XOR Pairing & XOR Identities — Interview Preparation¶
XOR is an interview favourite because it rewards a single crisp insight — "things that appear in pairs cancel, because x ^ x = 0" — and then tests whether you can (a) extend it to the harder variants (others appear three times, two distinct singles), (b) recognize the same self-inverse algebra behind missing-number and subarray-XOR queries, (c) reach for the partition-by-a-set-bit technique when one accumulator is not enough, and (d) avoid the trap of thinking XOR can recover counts or stand alone as a checksum. This file is a curated question bank by seniority, behavioral prompts, and four end-to-end coding challenges (Single Number I / II / III, Missing Number, Subarray XOR queries) with runnable Go, Java, and Python solutions.

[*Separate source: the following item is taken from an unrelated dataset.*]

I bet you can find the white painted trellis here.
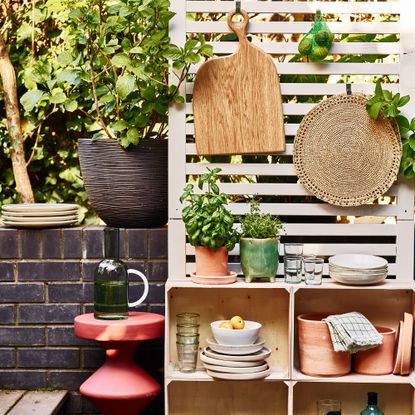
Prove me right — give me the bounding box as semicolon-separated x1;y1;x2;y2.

Quick-Reference Cheat Sheet¶
| Question | Tool | Complexity |
|---|---|---|
| Single element, others appear twice | XOR-all the array | O(n) time, O(1) space |
| Single element, others appear three times | mod-3 two-accumulator (ones, twos) | O(n) time, O(1) space |
| Two distinct singles, others twice | XOR-all → isolate a set bit → split → XOR each group | O(n) time, O(1) space |
Missing number in [0..n] | XOR all indices 0..n with all values | O(n) time, O(1) space |
Find the duplicate ([0..n-1] + 1 extra) | XOR all values with 0..n-1 | O(n) time, O(1) space |
XOR of range [0..n] | period-4 closed form (n,1,n+1,0) | O(1) |
XOR of subarray [l..r] | prefix XOR: pre[r+1] ^ pre[l] | O(1) after O(n) build |
Gray code of x | x ^ (x >> 1) | O(1) |
| Recover counts / multiset | impossible with XOR alone | — |
The identities (everything reduces to these):
x ^ 0 = x (0 is identity)
x ^ x = 0 (self-inverse: pairs cancel)
a ^ b = b ^ a (commutative -> order-independent)
(a^b)^c = a^(b^c) (associative -> regroup freely)

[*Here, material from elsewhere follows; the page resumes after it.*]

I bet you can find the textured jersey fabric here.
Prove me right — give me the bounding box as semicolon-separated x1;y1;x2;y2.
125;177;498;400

x & (-x) (isolates the lowest set bit; used to split two singles)
Key facts: - XOR records parity (odd/even count) per bit — never actual counts. - XOR-all finds the element with odd multiplicity; the rest must be even. - XOR is carry-free, so it never overflows (unlike Gauss-sum tricks). - Operator precedence of ^ is low in C-family languages — parenthesize.
Junior Questions (12 Q&A)¶
J1. What does x ^ x equal, and why does it matter?¶
x ^ x = 0. Every bit XORed with itself is 0. This self-inverse property is the whole foundation: in a long XOR chain, anything appearing an even number of times cancels to 0.
J2. What is x ^ 0?¶
x. Zero is the identity element for XOR: XORing with 0 changes nothing. It is the natural starting value for an XOR accumulator.

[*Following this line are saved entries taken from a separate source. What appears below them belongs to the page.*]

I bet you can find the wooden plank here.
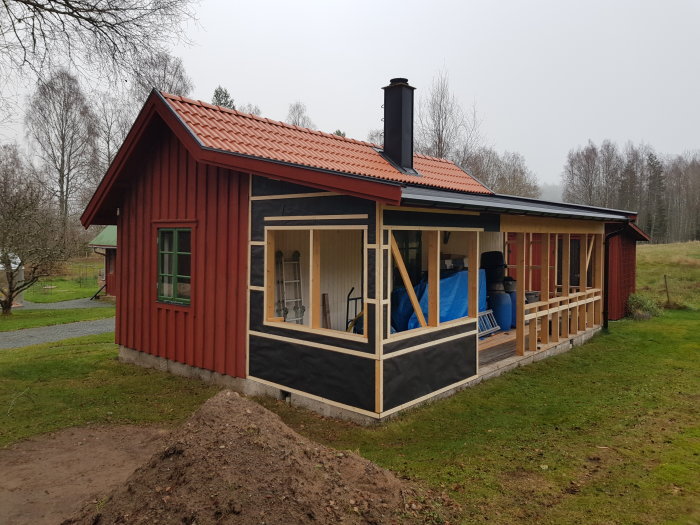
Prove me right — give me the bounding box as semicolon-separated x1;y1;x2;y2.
528;315;538;351
311;230;321;328
321;293;331;329
426;230;440;327
265;229;276;320
539;233;550;346
375;359;382;414
500;215;605;234
594;233;604;325
390;233;427;328
515;232;526;356
579;234;588;331
562;233;571;338
467;231;479;320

J3. How do you find the single number when every other element appears twice?¶
XOR all elements together. Pairs cancel (x^x=0), the lone element survives (x^0=x). One pass, one accumulator: acc ^= x. O(n) time, O(1) space.
J4. Why can you process the array in any order?¶
XOR is commutative (a^b=b^a) and associative ((a^b)^c=a^(b^c)), so reordering and regrouping never change the result. You can mentally pair up duplicates regardless of their positions.
J5. Does XOR-all work on negative numbers?¶
Yes. XOR is purely bitwise and ignores sign; two's-complement bits XOR correctly. No special handling needed.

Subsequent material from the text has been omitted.